Sudoku, or Su Doku, is the name for a maddeningly addictive Japanese number logic puzzle which has become a bona fide craze in the United States during the past few months.
The rules are simple. There is a nine-by-nine grid composed of nine three-by-three boxes. Some numbers are already filled in to a few of the 81 squares. The goal is to fill in all the squares so that each row, column and box contains the numbers 1 through 9 only once.
Click here to try two Sudoku puzzles
Scores of newspapers have added the game alongside the crossword puzzle. There are several Sudoku Web sites as well where people can play for free or pay to download programs that generate new puzzles.
And according to the most recent list of best-selling books tracked by USA Today, seven of the top 100 were compilations of Sudoku puzzles.
The rapid rise in popularity of the game has reminded some of the Rubik's cube phenomenon in the 1980s. So who stands to make money from Sudoku?
Wayne Gould, a Hong Kong-based entrepreneur who has written a computer program that generates Sudoku puzzles, said that his firm, Pappocom, has received "well over $1 million" in revenue in less than a year from the game.
His Sudoku.com Web site offers downloads of the puzzle. Gould also has written several Sudoku books. He has a publishing deal with Harper Collins, a subsidiary of News Corp. (Research)
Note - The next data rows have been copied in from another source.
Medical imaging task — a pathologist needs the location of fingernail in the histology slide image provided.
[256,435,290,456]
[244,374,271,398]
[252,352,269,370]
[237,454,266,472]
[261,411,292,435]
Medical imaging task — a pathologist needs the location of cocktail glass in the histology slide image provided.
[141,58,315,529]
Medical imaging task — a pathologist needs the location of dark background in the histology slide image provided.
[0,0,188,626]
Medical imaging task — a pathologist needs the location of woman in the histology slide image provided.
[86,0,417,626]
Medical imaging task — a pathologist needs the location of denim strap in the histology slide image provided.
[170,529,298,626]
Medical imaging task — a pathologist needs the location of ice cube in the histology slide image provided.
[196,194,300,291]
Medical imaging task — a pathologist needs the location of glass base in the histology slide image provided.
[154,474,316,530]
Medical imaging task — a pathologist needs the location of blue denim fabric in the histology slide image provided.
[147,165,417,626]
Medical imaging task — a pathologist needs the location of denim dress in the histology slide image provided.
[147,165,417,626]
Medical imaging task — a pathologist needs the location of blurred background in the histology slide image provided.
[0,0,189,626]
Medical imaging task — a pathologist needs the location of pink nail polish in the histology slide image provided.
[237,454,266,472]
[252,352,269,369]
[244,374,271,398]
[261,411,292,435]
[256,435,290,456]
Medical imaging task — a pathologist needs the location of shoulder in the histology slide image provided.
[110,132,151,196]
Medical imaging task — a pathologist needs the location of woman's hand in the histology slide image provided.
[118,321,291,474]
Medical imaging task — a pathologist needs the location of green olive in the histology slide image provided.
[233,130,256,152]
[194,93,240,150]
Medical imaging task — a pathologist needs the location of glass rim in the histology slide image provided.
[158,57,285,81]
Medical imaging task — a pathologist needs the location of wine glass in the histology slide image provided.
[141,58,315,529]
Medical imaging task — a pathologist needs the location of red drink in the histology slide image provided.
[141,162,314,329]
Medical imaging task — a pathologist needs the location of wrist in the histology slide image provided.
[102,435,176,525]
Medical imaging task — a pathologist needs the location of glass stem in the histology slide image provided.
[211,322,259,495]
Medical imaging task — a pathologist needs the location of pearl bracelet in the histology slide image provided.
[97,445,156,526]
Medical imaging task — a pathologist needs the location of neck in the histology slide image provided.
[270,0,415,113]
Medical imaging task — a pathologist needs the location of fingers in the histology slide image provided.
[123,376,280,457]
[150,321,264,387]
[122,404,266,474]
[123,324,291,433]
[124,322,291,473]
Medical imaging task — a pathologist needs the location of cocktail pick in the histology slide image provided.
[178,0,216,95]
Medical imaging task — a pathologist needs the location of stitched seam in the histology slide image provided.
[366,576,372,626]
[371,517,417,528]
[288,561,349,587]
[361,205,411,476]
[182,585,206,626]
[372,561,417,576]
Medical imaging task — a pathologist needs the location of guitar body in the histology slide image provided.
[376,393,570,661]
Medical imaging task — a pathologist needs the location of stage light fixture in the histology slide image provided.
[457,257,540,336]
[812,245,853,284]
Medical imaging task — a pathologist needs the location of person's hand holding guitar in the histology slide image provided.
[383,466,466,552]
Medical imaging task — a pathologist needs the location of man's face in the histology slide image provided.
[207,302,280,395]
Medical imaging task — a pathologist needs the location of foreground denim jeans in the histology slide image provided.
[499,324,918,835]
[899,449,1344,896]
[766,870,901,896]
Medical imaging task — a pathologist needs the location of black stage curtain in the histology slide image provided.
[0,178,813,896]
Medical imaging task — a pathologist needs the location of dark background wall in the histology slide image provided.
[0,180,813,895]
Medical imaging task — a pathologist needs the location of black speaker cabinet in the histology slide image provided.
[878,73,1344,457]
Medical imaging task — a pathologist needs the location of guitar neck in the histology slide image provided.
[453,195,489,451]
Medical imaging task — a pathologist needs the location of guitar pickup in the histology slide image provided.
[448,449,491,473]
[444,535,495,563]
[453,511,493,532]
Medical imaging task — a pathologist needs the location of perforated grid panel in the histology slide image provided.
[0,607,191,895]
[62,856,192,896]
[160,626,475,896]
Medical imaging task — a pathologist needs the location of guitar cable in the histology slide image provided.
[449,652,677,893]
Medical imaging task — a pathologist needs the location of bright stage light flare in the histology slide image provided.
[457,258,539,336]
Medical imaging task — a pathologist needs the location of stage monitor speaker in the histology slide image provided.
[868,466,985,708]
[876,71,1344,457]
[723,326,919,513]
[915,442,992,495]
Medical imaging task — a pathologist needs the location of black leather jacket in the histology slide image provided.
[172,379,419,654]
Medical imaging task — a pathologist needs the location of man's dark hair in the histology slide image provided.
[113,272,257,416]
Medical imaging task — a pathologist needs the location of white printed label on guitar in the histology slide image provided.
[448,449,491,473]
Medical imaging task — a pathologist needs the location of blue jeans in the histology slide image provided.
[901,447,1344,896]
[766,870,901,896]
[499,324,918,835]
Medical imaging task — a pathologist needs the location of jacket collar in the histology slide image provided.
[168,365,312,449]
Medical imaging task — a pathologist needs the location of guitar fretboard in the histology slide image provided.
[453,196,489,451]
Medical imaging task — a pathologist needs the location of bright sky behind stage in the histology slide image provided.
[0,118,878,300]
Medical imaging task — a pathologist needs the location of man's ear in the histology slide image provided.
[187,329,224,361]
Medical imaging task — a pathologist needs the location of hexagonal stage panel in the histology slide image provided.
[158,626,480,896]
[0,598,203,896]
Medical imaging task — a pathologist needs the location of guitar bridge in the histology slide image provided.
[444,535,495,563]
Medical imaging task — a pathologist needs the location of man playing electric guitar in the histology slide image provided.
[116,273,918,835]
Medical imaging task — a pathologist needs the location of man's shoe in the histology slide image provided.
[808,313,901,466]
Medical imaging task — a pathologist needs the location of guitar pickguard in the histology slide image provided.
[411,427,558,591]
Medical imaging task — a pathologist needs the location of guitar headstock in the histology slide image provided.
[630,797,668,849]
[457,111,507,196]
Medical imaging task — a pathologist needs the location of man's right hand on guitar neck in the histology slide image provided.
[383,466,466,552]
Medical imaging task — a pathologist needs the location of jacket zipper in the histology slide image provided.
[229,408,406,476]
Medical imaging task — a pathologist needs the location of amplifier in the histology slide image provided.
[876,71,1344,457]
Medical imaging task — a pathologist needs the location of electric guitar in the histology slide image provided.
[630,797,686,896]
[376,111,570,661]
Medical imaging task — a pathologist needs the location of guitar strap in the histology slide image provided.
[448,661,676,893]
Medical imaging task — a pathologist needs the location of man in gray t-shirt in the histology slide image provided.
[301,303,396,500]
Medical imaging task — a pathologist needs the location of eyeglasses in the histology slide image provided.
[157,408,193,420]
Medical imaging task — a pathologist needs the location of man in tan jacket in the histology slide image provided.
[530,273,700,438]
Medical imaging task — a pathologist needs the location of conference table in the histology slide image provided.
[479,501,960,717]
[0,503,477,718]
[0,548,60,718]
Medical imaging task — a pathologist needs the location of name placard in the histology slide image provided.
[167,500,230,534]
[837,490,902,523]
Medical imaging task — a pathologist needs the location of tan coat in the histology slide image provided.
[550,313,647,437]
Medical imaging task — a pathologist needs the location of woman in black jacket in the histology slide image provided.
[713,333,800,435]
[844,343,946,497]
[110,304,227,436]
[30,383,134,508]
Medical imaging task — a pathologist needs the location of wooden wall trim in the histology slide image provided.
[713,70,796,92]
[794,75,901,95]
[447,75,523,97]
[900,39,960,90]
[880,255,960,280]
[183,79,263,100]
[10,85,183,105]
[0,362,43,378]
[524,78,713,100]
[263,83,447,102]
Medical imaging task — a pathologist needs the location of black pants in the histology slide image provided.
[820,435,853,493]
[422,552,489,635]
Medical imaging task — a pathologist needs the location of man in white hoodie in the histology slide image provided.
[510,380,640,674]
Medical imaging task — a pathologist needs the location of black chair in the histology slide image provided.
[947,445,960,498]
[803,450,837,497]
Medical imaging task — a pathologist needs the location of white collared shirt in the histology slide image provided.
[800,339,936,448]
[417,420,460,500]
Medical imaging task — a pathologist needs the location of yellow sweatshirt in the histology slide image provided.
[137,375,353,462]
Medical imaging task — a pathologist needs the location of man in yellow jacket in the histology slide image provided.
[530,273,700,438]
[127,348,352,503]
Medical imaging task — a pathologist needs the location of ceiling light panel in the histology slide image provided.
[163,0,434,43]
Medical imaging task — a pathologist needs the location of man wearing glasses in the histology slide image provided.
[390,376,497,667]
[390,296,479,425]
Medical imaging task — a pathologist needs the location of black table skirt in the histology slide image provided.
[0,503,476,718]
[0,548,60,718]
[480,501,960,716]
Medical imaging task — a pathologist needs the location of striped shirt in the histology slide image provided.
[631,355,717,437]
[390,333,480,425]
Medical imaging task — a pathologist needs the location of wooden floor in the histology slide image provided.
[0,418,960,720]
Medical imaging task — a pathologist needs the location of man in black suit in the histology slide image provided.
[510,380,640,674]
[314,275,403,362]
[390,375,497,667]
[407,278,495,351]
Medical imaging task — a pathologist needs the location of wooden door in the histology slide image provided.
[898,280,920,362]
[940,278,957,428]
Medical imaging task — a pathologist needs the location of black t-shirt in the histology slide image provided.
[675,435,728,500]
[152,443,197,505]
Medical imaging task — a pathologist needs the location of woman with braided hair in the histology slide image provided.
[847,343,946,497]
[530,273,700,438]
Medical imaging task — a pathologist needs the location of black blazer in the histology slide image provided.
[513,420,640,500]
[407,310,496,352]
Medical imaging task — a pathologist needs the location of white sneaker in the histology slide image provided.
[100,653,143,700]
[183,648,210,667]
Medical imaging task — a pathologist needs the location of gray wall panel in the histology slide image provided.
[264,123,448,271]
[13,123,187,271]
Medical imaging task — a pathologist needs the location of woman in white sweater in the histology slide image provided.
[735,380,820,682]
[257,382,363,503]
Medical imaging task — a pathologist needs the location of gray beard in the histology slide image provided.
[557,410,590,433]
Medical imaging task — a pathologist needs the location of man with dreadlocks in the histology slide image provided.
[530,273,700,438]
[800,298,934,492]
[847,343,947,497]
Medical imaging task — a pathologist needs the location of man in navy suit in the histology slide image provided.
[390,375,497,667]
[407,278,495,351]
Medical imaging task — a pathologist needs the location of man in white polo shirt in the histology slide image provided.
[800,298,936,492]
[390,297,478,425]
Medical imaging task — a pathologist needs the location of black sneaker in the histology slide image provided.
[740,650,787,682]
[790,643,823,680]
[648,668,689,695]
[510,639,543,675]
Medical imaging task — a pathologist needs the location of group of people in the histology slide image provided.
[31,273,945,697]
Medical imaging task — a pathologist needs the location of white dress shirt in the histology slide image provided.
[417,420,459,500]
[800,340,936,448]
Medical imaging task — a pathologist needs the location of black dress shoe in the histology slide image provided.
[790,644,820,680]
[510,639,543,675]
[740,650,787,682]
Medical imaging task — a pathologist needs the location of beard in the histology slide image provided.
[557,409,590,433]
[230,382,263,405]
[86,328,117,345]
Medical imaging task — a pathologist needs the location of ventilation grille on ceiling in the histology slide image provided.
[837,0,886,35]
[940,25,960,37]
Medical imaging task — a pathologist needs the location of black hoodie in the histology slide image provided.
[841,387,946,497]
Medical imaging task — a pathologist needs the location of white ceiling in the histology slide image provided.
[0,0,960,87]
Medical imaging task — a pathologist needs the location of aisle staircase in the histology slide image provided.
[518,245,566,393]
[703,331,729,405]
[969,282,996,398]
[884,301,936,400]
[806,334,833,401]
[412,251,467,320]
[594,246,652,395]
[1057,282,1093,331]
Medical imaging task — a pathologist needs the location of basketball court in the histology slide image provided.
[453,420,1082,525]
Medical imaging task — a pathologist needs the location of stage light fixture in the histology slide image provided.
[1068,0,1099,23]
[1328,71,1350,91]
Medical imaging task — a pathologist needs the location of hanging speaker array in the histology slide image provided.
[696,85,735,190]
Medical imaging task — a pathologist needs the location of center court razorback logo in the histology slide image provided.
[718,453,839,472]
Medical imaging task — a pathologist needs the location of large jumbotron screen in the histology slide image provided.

Gould, who said he first discovered a book of Sudoku puzzles while vacationing in Tokyo in 1997, also offers his program to newspapers for free in order to generate more publicity for the game.
He said he first approached the Times of London in the fall of 2004 and after that paper published it, the game just took off, eventually spreading to the United States.
"People enjoyed it immediately and other papers noticed the jump in circulation," Gould said. More than 140 newspapers worldwide now feature his Sudoku puzzles, including the New York Post, Washington Post and Chicago Sun Times.
Will the game's popularity be a shot in the arm for the beleaguered newspaper industry? Shares of publishing stocks have slumped lately due to concerns about sluggish advertising growth and declining readership due to the growing popularity of online media.
So far, there are some hopeful signs. "This has been a fantastic launch for any new feature. It's unprecedented," said Kathie Kerr, a spokesperson for Universal Press Syndicate, which began offering a version of Sudoku to newspapers in May and already has 250 clients. "Newspaper editors feel Sudoku is a natural fit to capture new readers."
But the wide availability of the game could also wind up being a problem for companies trying to profit from it.
Although Dell Magazines, a privately held publisher of puzzle books, claims to have invented Sudoku in 1979 (at the time it was called Number Place), Gould, a retired judge, said that the game itself is in the public domain.
So it's not too hard for others to create their own Sudoku computer programs or launch Web sites featuring the puzzles.
To that end, Kerr said that Universal Press Syndicate is using a version of Sudoku written by British puzzle author David Bodycombe.
And Tribune Media Services, the content syndication arm of newspaper publisher Tribune (Research), began offering the game, based on a version created by British puzzle writer Michael Mepham, to newspapers in August. "It's doing quite well. We're excited about that. A lot of papers are paying attention to it," said Walter Mahoney, vice president of sales for Tribune Media Services, pointing out that it has customers ranging from publishers in Akron, Ohio to a newspaper in the Orkney Islands off the coast of Scotland.
Considering how fast the game has become a pop-culture phenomenon, Gould is a bit worried that the craze could cool just as rapidly. "The glut does concern me. But it's a free market," Gould said.
Still, Kerr believes that Sudoku won't be a fad.
"Crossword puzzles are the love of many people. There is a hope that newspapers can build the same kind of loyalty with Sudoku fans," she said.